Geographic Connection to Pennsylvania: Scranton, Lackawanna County
Poet and novelist Karen Blomain was a professor at Keystone College,Wilkes University, and Kutztown University who taught and lectured around the world.
Poet and novelist Karen Blomain was born in Scranton, Pennsylvania. She held an MFA in Creative Writing from Columbia University, and went on to become a professional writer and university professor. She gave lectures and presentations around the world, and was the author of The Slap (1990), Normal Ave. (1998), Hard Bargain (2009) and other works.
Karen Blomain was born was born in 1944 to Thomas Kielty Blomain and Lucille Watkins Blomain in Scranton, Pennsylvania. She spent her early years in Archbald, where four generations of her family lived. Blomain completed her undergraduate degree at Marywood College in Scranton, her Master's degree in English at the University of Scranton, and her MFA in creative writing at Columbia University. She married Michael Downend, a writer and photographer, and they had nine children (from previous marriages).
Blomain was first published in the Carleton Miscellany of 1980. Urged by a friend to submit her work for publication, Blomain said that she would "never forget that the feeling of holding that first publication in [her] hand." When asked what themes she focused on in her work, Blomain answered that "I do some bio-regional writing. I write about women, aging, family life, issues of abuse of power, politics, and things I see out of the corner of my eye." Furthermore, Blomain described being a poet as a chance to refine and formulate the world view. Although she admired many poets, she explained that the American poet William Stafford meant the most to her as a writer and served as a great influence with his democratization of language. Blomain explained that the goal of her own poetry was "to supply that aha moment when the reader might come upon an image or phrase or idea and get that sense of connection."
Beyond poetry, Blomain also wrote essays, novels, short stories, and book reviews. Her novel A Trick of Light (2002) encompasses a variety of themes, including bigamy and women's issues. The premise follows an interesting plot line—after the husband dies, his wife discovers that he had also taken a second wife and had been deceiving both women. This novel explores the understanding that develops between the two women whose lives have been unexpectedly intertwined.
Her poetry collection Hard Bargain (2009) focuses on her travels to Mexico, Russia, and Ireland, where she had spent time living and working, as well as themes of aging and family matters.

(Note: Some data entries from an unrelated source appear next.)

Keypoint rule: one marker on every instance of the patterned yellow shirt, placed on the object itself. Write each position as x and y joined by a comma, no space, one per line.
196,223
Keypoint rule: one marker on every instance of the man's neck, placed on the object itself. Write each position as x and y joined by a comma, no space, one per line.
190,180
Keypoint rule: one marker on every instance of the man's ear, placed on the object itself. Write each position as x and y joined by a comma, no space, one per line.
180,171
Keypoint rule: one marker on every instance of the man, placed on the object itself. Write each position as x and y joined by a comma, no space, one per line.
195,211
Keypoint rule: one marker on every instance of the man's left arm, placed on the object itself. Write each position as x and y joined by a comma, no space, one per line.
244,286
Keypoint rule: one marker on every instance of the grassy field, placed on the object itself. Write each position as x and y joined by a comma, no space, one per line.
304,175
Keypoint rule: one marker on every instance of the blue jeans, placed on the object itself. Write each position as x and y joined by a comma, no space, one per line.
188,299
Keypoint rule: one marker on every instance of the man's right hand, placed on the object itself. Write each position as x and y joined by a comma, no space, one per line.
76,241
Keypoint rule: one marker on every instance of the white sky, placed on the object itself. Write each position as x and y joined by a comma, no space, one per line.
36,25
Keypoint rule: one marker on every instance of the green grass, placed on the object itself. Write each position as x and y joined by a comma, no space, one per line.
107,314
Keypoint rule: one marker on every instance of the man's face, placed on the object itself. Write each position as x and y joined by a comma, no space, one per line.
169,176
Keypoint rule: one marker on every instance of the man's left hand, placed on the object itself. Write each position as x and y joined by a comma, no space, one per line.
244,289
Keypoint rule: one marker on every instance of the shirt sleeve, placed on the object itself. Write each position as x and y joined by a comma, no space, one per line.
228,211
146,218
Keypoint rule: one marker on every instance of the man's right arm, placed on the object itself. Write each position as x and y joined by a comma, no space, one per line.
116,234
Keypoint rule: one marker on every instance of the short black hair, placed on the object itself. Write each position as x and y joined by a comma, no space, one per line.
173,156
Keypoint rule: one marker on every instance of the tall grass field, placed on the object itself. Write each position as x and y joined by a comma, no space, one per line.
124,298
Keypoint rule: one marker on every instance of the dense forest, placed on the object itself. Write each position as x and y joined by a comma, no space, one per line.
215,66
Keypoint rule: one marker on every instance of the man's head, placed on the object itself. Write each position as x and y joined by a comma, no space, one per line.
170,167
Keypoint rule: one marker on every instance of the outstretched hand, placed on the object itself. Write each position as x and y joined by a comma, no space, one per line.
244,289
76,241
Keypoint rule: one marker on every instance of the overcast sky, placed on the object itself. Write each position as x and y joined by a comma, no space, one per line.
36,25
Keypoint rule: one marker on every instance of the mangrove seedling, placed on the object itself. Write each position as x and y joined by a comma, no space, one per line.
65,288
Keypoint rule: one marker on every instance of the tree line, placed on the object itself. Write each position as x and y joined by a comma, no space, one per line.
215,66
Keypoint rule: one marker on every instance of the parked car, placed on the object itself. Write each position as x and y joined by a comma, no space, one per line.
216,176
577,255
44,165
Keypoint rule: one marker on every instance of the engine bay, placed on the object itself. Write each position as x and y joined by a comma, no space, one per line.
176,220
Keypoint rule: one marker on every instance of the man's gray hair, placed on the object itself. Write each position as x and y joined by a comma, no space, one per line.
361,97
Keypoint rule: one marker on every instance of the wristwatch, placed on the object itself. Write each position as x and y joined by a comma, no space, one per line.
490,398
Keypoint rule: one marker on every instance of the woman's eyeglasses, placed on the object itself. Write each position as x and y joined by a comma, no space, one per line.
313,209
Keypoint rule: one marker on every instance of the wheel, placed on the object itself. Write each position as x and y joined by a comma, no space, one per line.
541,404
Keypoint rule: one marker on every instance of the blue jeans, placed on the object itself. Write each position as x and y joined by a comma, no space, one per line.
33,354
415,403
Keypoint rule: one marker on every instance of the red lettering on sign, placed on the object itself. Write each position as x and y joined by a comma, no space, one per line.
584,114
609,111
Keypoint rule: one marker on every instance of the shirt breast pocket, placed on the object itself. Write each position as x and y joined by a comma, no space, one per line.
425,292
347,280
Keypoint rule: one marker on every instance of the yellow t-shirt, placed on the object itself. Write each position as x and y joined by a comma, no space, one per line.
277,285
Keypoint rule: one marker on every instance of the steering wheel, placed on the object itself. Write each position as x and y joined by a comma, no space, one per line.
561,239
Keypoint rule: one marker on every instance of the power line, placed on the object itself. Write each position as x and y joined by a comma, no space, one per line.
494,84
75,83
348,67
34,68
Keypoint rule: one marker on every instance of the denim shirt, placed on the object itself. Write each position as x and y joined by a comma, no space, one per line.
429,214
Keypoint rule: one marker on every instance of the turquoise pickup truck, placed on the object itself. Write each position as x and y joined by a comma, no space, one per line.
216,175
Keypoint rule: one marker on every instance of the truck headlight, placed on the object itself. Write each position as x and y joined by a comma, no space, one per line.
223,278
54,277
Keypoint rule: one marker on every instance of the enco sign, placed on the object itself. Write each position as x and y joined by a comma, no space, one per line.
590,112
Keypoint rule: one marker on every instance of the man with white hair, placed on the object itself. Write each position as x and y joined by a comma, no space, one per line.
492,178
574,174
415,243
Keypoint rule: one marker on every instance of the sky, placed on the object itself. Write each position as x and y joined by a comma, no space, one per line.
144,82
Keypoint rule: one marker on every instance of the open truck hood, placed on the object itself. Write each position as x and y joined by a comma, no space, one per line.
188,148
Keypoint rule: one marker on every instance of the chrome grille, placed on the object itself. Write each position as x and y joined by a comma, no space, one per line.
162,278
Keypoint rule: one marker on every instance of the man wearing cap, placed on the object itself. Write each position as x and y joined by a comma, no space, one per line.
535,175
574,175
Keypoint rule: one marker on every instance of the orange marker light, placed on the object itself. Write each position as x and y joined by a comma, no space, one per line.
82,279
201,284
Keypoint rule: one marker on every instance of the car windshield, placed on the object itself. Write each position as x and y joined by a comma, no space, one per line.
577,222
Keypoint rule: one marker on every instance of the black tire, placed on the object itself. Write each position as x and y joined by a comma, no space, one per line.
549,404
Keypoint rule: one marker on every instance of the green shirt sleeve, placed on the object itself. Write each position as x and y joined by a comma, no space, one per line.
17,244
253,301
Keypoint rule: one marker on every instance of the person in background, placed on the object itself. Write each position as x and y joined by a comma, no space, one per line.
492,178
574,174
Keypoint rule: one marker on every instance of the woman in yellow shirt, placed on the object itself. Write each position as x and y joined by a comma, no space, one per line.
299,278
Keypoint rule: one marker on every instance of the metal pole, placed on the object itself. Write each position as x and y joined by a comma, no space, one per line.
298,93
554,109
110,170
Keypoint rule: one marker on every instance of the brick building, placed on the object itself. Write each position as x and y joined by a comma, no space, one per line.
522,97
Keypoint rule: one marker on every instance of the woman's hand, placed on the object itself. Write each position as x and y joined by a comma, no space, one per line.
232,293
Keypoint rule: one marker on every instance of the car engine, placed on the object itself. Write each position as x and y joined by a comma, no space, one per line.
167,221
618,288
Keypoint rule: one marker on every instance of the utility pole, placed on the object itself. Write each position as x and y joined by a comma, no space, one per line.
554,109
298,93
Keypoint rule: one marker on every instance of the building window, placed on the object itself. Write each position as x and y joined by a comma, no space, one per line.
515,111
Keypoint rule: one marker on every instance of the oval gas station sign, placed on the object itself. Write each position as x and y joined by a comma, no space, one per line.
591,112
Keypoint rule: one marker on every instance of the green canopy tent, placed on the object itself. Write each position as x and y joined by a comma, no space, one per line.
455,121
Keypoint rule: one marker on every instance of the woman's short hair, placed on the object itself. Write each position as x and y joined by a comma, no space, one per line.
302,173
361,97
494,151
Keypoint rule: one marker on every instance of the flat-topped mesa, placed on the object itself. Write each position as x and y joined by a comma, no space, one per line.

The play, An American Wife, which she co-authored with her husband, premiered at the Equity theatre company's Northeast Theatre in downtown Scranton in 2007 to sold-out audiences. The play takes place at the end of WWI when an American G.I. returns to his coal town home with a Polish bride, seeking love and acceptance from his Irish American family.

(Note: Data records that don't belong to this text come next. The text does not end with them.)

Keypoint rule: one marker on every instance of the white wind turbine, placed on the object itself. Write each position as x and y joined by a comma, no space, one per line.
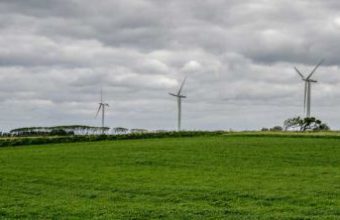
308,88
102,107
179,97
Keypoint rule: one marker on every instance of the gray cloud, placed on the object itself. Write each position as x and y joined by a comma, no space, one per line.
239,57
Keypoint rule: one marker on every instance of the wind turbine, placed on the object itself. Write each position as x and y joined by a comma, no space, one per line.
179,97
308,87
102,107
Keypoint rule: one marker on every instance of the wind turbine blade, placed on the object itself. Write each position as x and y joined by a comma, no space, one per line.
181,88
100,106
305,97
298,71
101,95
315,68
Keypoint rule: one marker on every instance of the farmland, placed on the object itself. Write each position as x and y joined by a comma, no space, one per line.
223,176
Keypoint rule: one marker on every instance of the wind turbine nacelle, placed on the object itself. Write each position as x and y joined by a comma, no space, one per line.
173,94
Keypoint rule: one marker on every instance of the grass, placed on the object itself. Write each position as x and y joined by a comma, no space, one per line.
173,178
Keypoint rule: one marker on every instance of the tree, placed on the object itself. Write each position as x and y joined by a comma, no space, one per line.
276,128
305,124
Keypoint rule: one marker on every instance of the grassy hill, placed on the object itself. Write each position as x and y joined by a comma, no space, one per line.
213,177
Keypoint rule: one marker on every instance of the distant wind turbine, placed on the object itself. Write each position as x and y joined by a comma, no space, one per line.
102,107
308,88
179,97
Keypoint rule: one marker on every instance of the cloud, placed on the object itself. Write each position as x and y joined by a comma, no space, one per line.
55,56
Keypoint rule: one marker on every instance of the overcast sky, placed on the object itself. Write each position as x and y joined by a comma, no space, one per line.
55,55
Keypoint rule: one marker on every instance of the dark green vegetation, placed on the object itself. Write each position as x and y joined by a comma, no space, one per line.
216,177
35,140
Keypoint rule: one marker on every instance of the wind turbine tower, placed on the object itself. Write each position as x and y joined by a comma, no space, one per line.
308,88
102,107
179,97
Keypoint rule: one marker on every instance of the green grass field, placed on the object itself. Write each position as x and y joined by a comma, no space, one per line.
174,178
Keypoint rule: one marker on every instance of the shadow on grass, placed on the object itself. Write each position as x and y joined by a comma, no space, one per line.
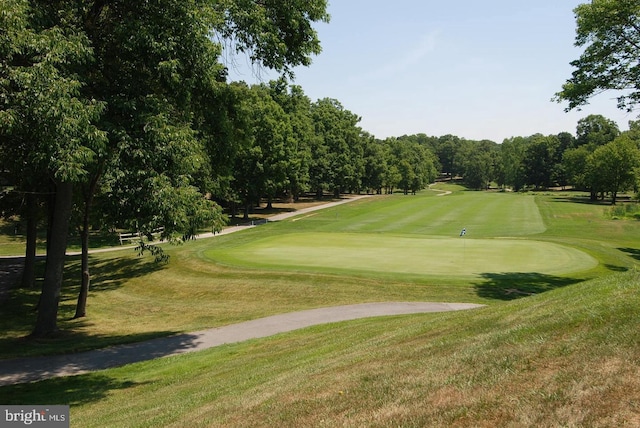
18,312
632,252
510,286
142,347
72,391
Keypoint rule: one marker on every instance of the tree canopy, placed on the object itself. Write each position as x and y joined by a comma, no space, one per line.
609,32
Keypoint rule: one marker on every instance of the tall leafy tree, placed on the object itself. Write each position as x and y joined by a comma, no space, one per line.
539,160
338,163
609,33
614,166
131,74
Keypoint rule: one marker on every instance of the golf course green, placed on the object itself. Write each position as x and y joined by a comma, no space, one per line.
381,253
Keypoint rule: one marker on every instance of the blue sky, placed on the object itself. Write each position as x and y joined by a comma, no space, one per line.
476,69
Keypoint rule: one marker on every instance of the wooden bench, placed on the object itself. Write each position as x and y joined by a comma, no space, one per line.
128,236
134,236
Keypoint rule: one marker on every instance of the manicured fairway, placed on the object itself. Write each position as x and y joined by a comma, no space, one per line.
392,254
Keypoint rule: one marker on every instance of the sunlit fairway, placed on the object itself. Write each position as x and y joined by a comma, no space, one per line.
393,254
555,345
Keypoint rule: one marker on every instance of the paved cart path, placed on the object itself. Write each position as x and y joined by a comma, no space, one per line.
38,368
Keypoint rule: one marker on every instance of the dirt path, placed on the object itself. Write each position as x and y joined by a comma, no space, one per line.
38,368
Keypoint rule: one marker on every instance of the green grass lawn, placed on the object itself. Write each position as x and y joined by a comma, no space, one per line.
564,356
389,255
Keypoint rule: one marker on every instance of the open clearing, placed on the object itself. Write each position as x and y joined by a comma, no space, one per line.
405,255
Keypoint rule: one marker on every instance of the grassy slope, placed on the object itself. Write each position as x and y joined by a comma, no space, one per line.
132,298
569,357
563,358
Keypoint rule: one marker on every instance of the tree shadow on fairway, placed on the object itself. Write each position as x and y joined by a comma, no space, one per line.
137,348
73,390
632,252
514,285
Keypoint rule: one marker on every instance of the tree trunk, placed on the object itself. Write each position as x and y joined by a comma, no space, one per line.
29,272
46,323
81,305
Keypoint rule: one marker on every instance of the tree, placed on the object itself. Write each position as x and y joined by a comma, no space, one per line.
539,160
129,75
45,113
512,153
339,164
595,130
609,32
614,165
592,132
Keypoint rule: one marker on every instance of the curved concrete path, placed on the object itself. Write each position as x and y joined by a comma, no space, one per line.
38,368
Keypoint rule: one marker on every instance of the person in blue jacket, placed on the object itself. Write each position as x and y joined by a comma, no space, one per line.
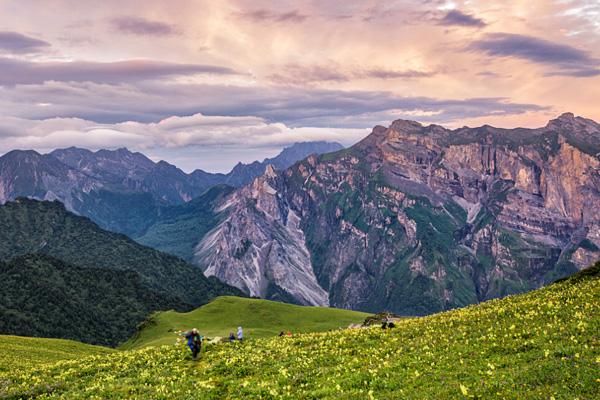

Blomain served as a professor at Keystone College, Wilkes University, and Kutztown University. She presented readings, lectures, and workshops in a variety of settings, both across the US and in France, Austria, and Russia. She was also the co-founder and board member of the Mulberry Poets and Writers Association. She also created collage, assemblage, and altered book visual art pieces under the name Karin Blomen (the Swedish spelling of her name).
Her novels A Trick of Light (2000) and The Season of Lost Children (2011) are part of an unfinished trilogy.
Karen Blomain died on August 15, 2012, in her daughter's home in Union Dale, Pennsylvania, according to her obituary in Legacy.
Black Diamond. Bath, NY: Foothills, 1987.
The Slap.Troy, ME: Nightshade Press, 1990.
Borrowed Light. Troy, ME: Nightshade Press, 1992.
Normal Ave. Troy, ME: Nightshade Press, 1998.
A Trick of Light. New Milford, CT: Toby Press, 2002.
Greatest Hits, 1985-2005. Columbus, OH: Pudding House Publications, 2005.
Hard Bargain. Kanona, NY: FootHills Publishing, 2009.
The Season of Lost Children. Nashville, TN: Pearlsong Press, 2011.